3.3 In-situ carbon vacancies
The in situ carbon vacancies in MXenes originate from their corresponding MAX phases. As shown in Figure 2i, the V4AlC3-x compound can be obtained from a Co-containing melt (Etzkorn et al., 2007). Adjacent vacancies in zirconium carbide can enhance its toughness and flexibility (Xie et al., 2016). In addition to conducting experiments, Hu et al. (2017) also used first-principles calculation methods to verify that the conductivity and flexibility of carbon-vacancy Ti2CT2 are higher than those of perfect Ti2CT2. Furthermore, unlike metal vacancies in MXene, carbon migration is unrestricted under ambient conditions due to the high migration barrier energy.
4 Conclusion and outlook
4.1 Conclusion
This review systematically deciphers how atomic-scale vacancy engineering in MXenes—spanning in situ defects: homogeneous and heterogeneous metal vacancies, and carbon vacancies—reconfigures electronic, ionic, and interfacial properties to transcend intrinsic capacitive limitations. By establishing clear links between vacancy design (type, density, distribution), electrolyte selection, and device architecture, it provides a foundational roadmap for developing next-generation MXene-based SCs. The work underscores vacancy doping not merely as a materials modification tactic, but as a paradigm-shifting strategy to unlock the theoretical limits of 2D energy storage materials. The specific research content is as follows.

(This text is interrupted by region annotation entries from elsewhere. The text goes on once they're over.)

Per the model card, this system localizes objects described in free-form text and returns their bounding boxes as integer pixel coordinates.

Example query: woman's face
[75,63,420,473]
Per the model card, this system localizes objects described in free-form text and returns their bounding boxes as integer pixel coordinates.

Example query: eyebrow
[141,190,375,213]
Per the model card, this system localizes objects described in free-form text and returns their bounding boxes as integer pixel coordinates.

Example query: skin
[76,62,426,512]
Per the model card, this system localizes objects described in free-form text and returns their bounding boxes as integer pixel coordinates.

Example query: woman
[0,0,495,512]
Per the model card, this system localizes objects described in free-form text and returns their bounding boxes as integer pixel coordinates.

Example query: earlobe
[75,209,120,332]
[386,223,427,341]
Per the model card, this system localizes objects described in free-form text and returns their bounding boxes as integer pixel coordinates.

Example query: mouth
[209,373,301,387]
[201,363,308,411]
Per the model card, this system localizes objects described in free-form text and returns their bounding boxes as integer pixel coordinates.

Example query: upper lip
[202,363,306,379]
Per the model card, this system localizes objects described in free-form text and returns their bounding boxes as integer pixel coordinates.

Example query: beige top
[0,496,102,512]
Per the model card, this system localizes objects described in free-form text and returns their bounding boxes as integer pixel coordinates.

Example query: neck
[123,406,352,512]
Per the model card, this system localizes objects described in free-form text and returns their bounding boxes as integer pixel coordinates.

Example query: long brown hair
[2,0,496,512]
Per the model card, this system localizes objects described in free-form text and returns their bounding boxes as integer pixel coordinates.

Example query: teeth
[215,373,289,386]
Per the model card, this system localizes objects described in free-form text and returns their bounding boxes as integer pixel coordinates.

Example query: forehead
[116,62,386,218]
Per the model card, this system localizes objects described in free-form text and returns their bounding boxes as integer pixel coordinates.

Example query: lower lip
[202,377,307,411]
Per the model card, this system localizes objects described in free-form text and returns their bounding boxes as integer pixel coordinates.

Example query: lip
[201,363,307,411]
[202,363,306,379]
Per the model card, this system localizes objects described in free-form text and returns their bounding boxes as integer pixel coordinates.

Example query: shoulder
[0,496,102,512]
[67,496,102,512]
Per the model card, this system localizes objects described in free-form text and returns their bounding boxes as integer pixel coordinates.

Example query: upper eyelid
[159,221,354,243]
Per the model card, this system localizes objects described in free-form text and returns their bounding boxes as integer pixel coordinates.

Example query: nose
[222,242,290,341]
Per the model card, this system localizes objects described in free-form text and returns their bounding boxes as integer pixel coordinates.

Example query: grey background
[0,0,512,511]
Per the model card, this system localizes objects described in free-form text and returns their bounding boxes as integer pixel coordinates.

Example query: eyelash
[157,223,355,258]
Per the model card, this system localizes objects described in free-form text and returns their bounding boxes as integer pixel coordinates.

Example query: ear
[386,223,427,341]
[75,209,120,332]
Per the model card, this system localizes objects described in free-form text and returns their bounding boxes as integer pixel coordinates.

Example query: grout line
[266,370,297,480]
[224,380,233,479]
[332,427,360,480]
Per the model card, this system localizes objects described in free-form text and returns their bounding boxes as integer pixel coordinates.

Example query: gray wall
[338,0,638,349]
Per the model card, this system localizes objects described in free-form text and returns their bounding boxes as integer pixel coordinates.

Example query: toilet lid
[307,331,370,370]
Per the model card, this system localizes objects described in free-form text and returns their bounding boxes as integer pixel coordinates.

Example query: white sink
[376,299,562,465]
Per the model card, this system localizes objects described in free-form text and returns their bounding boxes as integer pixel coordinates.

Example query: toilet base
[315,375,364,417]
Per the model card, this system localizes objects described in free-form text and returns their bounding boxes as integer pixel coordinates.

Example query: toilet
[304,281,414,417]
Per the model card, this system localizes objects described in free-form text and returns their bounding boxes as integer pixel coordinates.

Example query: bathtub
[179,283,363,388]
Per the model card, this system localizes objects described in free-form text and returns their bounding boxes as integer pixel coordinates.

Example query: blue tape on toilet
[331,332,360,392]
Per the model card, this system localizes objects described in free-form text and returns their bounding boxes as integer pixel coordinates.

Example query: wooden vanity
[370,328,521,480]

4.1.1 Pure MXene nanomaterial system comparison
Titanium-based MXene (Ti3C2Tx) performs best in acidic electrolytes (480 F g−1); vanadium-based MXene (V4C3Tx) exhibits a high pseudocapacitance ratio (37%) due to its multi-valent nature (V2+/3+/4+); Mo-based MXene (Mo1.33C) achieves a wide voltage window (−1.2 to 0.3 V) and high volumetric capacitance (815 F cm−3) in LiCl electrolyte.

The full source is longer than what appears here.